Cunningham J D, Weiss S E, Ahmed S, Bratton J M, Bleiweiss I J, Tartter P I, Brower S T
Department of Surgery, Mount Sinai Medical Center, New York, New York, USA.
Cancer Invest. 1998;16(2):80-6. doi: 10.3109/07357909809039761.

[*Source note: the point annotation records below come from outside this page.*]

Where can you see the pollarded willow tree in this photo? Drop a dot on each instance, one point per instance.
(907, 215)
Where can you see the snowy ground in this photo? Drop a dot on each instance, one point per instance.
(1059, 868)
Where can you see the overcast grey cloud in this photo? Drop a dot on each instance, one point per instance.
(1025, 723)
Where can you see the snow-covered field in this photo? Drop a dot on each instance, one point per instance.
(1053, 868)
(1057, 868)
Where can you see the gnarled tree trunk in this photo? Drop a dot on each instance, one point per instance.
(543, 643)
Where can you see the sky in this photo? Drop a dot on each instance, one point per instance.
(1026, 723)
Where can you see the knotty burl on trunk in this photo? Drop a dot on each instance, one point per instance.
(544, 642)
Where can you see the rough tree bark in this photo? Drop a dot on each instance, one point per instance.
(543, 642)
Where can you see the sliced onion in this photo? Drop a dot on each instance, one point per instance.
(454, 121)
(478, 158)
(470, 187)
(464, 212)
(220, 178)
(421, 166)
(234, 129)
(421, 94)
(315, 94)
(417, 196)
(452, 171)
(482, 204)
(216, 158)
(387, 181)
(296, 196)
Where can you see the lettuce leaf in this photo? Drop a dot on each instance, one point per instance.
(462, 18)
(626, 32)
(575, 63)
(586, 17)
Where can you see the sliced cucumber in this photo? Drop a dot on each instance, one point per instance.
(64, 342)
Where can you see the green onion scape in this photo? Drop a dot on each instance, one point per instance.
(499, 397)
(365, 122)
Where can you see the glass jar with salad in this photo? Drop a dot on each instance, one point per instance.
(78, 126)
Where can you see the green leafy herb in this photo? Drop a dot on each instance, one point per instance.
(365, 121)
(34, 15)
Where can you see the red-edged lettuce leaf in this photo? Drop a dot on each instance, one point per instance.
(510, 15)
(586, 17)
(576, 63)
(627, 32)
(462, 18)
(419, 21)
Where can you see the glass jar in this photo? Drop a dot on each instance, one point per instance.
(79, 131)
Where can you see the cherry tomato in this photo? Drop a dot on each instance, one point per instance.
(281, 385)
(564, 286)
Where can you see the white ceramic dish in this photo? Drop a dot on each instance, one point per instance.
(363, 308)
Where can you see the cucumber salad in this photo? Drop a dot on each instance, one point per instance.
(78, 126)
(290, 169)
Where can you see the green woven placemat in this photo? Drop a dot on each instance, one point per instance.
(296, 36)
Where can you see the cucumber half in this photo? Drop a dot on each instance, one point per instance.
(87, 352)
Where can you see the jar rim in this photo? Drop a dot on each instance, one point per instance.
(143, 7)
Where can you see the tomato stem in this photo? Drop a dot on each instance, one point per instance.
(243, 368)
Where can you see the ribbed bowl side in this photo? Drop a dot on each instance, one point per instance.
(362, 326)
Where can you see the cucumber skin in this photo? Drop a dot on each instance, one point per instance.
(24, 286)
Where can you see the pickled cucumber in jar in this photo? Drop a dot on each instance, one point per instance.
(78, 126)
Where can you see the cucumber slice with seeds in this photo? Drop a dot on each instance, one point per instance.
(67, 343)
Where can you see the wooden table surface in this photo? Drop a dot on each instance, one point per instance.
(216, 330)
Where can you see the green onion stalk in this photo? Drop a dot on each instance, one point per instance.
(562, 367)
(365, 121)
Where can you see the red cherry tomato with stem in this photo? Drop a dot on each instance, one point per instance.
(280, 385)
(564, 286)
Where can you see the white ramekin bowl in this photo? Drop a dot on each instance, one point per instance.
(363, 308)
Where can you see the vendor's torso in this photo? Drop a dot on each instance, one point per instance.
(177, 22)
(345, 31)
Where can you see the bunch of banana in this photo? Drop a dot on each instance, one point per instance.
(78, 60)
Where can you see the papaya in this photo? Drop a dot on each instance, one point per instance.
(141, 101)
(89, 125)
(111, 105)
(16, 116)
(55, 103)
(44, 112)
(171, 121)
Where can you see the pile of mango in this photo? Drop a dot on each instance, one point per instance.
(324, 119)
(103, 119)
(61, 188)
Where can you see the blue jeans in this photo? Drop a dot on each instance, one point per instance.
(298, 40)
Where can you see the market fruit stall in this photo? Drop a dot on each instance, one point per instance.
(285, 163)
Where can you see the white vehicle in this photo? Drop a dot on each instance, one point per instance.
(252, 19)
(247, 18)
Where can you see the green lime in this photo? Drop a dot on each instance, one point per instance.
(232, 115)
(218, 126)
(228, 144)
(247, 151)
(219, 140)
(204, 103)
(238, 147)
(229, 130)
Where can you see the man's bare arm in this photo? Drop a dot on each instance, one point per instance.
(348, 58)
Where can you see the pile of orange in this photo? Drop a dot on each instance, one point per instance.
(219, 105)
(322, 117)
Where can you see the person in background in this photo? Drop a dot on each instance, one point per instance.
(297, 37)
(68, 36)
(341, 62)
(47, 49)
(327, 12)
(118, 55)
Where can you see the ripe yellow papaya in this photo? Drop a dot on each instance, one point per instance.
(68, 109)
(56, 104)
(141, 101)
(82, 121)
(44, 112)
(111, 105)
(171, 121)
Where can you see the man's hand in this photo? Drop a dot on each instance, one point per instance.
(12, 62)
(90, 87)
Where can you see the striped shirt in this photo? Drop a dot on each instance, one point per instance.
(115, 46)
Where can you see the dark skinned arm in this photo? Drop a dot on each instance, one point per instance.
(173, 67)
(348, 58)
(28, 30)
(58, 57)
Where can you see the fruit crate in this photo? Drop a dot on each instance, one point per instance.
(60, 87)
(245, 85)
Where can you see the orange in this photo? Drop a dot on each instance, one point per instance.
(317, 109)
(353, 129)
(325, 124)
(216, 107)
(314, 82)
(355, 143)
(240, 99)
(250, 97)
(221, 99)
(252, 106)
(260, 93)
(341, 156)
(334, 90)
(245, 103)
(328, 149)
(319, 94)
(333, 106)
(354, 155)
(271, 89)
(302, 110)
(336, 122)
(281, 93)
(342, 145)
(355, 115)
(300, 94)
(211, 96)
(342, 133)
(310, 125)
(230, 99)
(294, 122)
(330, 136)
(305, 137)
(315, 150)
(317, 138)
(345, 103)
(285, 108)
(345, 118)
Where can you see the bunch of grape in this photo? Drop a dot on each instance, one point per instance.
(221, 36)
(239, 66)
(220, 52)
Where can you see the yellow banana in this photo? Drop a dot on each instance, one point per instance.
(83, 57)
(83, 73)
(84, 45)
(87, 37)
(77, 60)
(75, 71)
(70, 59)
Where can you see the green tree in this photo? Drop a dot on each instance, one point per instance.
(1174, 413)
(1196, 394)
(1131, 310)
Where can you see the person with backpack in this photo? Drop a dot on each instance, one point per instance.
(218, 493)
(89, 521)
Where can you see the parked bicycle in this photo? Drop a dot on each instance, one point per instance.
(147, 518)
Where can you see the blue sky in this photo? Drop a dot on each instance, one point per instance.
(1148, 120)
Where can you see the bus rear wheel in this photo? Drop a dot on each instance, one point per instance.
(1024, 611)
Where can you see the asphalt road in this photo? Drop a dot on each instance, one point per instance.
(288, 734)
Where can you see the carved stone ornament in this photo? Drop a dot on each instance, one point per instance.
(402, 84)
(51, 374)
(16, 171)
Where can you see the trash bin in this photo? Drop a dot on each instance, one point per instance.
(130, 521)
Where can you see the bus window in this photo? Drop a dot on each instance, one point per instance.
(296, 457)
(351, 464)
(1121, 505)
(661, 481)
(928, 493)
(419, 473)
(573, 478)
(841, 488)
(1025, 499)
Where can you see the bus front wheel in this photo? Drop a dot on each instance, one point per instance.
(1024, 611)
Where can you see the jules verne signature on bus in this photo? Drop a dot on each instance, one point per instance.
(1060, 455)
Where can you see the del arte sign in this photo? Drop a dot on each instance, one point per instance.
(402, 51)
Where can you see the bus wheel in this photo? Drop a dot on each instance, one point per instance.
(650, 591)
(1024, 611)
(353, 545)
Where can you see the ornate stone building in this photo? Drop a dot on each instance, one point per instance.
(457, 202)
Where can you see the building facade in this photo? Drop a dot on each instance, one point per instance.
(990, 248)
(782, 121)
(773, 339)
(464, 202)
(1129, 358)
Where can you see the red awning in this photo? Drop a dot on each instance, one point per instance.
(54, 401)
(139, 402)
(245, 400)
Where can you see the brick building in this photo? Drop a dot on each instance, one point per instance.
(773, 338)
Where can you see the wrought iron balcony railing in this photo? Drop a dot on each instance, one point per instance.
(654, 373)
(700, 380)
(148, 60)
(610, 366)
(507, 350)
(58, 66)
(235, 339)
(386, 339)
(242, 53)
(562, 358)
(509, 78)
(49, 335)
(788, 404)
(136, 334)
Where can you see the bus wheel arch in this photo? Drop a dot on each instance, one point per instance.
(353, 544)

The current approach to the treatment of locally advanced breast cancer is sequential chemotherapy, surgery and/or radiation, and consolidation chemotherapy. Although significant tumor response is seen with this regimen, there are few studies that compare this approach to postoperative chemotherapy. The purpose of this study was to compare the disease-free and overall survival of patients with locally advanced breast cancer treated with neoadjuvant chemotherapy and surgery to patients treated with surgery followed by adjuvant chemotherapy. Ninety-four patients with stage IIB, IIIA, and IIIB breast cancer were treated with a standardized chemotherapy regimen. The first group, 60 patients who were followed prospectively, was treated with neoadjuvant chemotherapy (NCT) consisting of vincristine, prednisone, cytoxan, methotrexate, and 5-FU (CVFMP) followed by surgery and consolidation chemotherapy with adriamycin. The second group, 34 patients evaluated retrospectively, had surgery followed by postoperative chemotherapy (PCT) with CVFMP followed by adriamycin. Overall median follow-up was 38 months. In the NCT group, 45/60 (75%) patients had a clinical response to induction therapy and the median reduction in tumor size was 50%. The rates of local recurrence, distant recurrence, and death from disease were similar in the two groups. The time to local recurrence was similar for the two groups. However, the median time to distant recurrence was shorter in the NCT group (19 month vs. 31 months, p = NS). Overall median survival among the NCT patients was shorter than for the PCT group (30 vs. 47 months, p = NS). The current study suggests that postoperative therapy is comparable to a neoadjuvant regimen in patients with locally advanced breast cancer with regard to local recurrence, distant recurrence, and overall survival.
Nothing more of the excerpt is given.